Figure 4.. Shift of uS12 toward HflX and involvement of HflX in splitting of 70S ribosome.

(A)and (B) Zoomed view of HflX and uS12 interactions with the 30S subunit in i70SHflX-I and i70SHflX-III states, respectively. Due to the stepwise separation of the 30S from the 50S subunit during splitting, there occurs a steric clash (red star) at 140 ms due to the subsequent shift of the whole uS12, which is not present at earlier states like10 ms, and this clash is the cause for the final separation of the 30S from the 50S subunit. (C) The same clash at 140 ms from i70SHflX-III is shown in the density map with a fitted model. (D) Pulling of H71 by the NTD of HflX, causing the disruption of intersubunit bridge B3 between H71 and h44. (E) Zoomed view showing the interacting residues of H71 and HflX. (F) shift of HflX during pulling of H71. (G) The same interaction is shown in the density map with a fitted model.

Figure 5.. Fitting of GTP, spring-like nature of H34, and molecular events associated with HflX-mediated ribosome splitting.

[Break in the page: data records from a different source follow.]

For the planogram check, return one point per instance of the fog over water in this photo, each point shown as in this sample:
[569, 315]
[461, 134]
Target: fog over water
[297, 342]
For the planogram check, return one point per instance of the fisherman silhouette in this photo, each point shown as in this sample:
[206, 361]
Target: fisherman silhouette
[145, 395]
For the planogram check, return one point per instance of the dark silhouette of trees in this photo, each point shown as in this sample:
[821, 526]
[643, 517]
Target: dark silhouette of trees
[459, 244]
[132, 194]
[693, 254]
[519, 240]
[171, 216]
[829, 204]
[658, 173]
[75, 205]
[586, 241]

(A) Refined density map of i70S_HflX-III (in mesh) with an atomic model fitted in with the zoomed view of i70S_HflX-III with the fitted model of GTP. (B) Refined density map of 50S_HflX (in mesh) with atomic model fitted in, along with the zoomed view of 50S_HflX with the fitted model of GTP. (C) Superimposition of atomic models of apo-70S and three intermediates with the zoomed view of H34 showing its spring-like behavior. Corresponding colors are indicated. (D) Tabulation of molecular events during the 70S splitting by HflX.

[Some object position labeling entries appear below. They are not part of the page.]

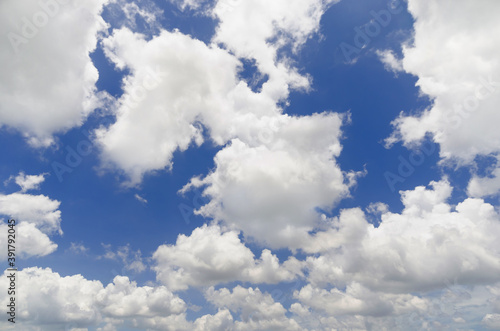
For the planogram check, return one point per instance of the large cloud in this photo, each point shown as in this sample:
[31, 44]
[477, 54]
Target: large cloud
[209, 257]
[455, 60]
[48, 79]
[428, 244]
[165, 96]
[47, 301]
[257, 310]
[37, 217]
[271, 190]
[168, 99]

Figure 6.. Axes of rotation of 30S subunit during splitting/recycling of the 70S ribosome:

(A), (B), and (C), rotation of 30S subunit from Apo-70S (yellow) to i70S_HflX-I (red), i70S_HflX-I (red) to i70S_HflX-II (green), and i70S_HflX-I (red) to i70S_HflX-III (blue), respectively. (D), (E), and (F), characterization of the 30S subunit rotation, with the 50S subunit (cyan) fixed in space. The models show the rotated state of the 30S subunit in each case. For clarity, 30S subunits are represented with only their principal axes of inertia. Rotation axes (Axis I, Axis II) are shown as green arrows indicating the direction (right-hand thumb rule) of the rotation (black curled arrows). (D) Rotation by 5.9° of 30S subunit around Axis I from Apo-70S (yellow) to i70S_HflX-I (red). (E) and (F), Rotations by 7.9° and 16.1°, respectively, of 30S subunit around Axis II. (G), (H), and (I), same representation as (D), (E), and (F) omitting the 30S subunit to show the axes clearly. (J) and (K), Intersubunit bridges through which Axes I and II pass in the 50S and 30S subunit, respectively. (L) Formulation of rigid body motion, along with location of the rotation axis. Initial and transformed positions are respectively denoted by A (position vector ${\overrightarrow{x}}_0$) and B (position vector ${\overrightarrow{x}}_1$). The shift from A to B is given by translation vector $\overrightarrow{t}$. Points with dotted circles are on the plane perpendicular to the rotation axis $\hat{l}$. Points $\overrightarrow{A_p}$ and $\overrightarrow{B_p}$ are projections of points A and B, respectively. ${\overrightarrow{t}}_{\parallel }$ and ${\overrightarrow{t}}_{\perp }$ are respectively the parallel and perpendicular components of the translation vector $\overrightarrow{t}$. Axis $\hat{l}$ and angle $\theta$ describes the rotation of the rigid body from point A to B. The rotation axis $\hat{l}$ passes through the point given by the position vector ${\overrightarrow{C}}_{\perp }$. The solution for the position vector ${\overrightarrow{C}}_{\perp }$ is obtained by using the remaining vectors, as indicated in the derivation in STAR Methods “Determining the position vector of the unique point through which the rotation axis passes”.